Yes. I think it'd be really irresponsible of us to raise it any higher than we've got it right now. We've still got 70%, 75% of the quarter in front of us. And so -- but I'll tell you what this would be a really great quarter kind of finishing in the 2% to 3% range.
The next question is from Anthony Chukumba with Loop Capital.
Congrats as well on the strong quarter. So we're starting to get some questions about Temu and whether that's a threat to Five Below. I certainly have my opinion on that, but would love your perspective on that.
Yes. Look, I think I've answered a Temu question probably every quarter here. And what's amazing, when you look at our comp consistency, quarter-on-quarter-on-quarter, we've been within tens of basis points of 2.5% comp Q1, Q2, Q3, thinking about Jason's question a little bit further. Last question, part of Q4 is don't forget we're up against a much harder compare than we were those other 3 quarters. And so that layers into Q4 on a 2-year stack even being better.
So -- but we watch Temu as much as anybody else. I think they're an online player and the natural place to go is for people to shift their online purchases from retailer A to Temu. Our online presence is -- penetration is so low. It's probably why we haven't seen a big impact in our business from that perspective. But we'll continue to watch them and see where they go.
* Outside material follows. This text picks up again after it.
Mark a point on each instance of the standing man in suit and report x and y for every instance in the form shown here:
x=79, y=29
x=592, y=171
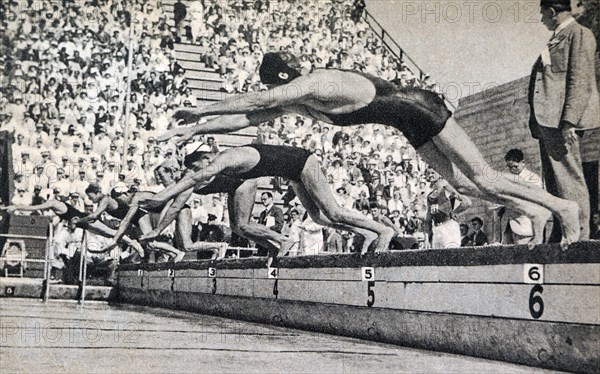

But as you can see in the consistency of our results, it really hasn't had an impact for us yet.
[Operator Instructions] The next question is from Joe Feldman with Telsey Advisory Group.
I wanted to ask one more on real estate. And just curious what you guys are seeing in terms of real estate costs, in terms of lease costs or rental rates or -- and also the cost to build. Are there -- is that easing at all? Or because I know it was a bit of pressure the past year or two. And I'm just wondering go forward if you're seeing that easing up at all?
I think it continues to increase slightly year-over-year. But I think overall, our rents are pretty close to flat. It certainly hasn't risen at the same rate that we saw inflation rise. I think the bigger challenge has been just the last couple of years, landlords just weren't building.
And so I think with the number of bankruptcies that happened this year, that was really positive and starting to fill up the pipeline of stores and I think that may continue into next year as well. But we really taken much more control of our destination, are building many more ourselves than relying just on the landlord. And as we get into ICR and the likes we'll be able to give you kind of specific numbers on next year.
But you can tell from my prepared remarks, Joe, the '24 pipeline is pretty full. Our rate of first half to second year grew significantly over this year. And we're feeling like the hardest part of real estate is behind us.
This concludes our question-and-answer session. I would like to turn the conference back over to Joel Anderson for closing remarks.
Thank you, operator, and thank you, everybody, for joining us for our Q3 call and our holiday outlook. Look, in summary, our teams are focused on delivering incredible value, trend-right products and a really fun shopping experience for the holidays as well as building for the long-term future. I hope to see you all in our stores. I wish all of you and your families a terrific holiday. We will look forward to speaking with you again at the ICR conference in January. Thanks, and have a great December. Bye.
The conference has now concluded. Thank you for attending today's presentation. You may now disconnect.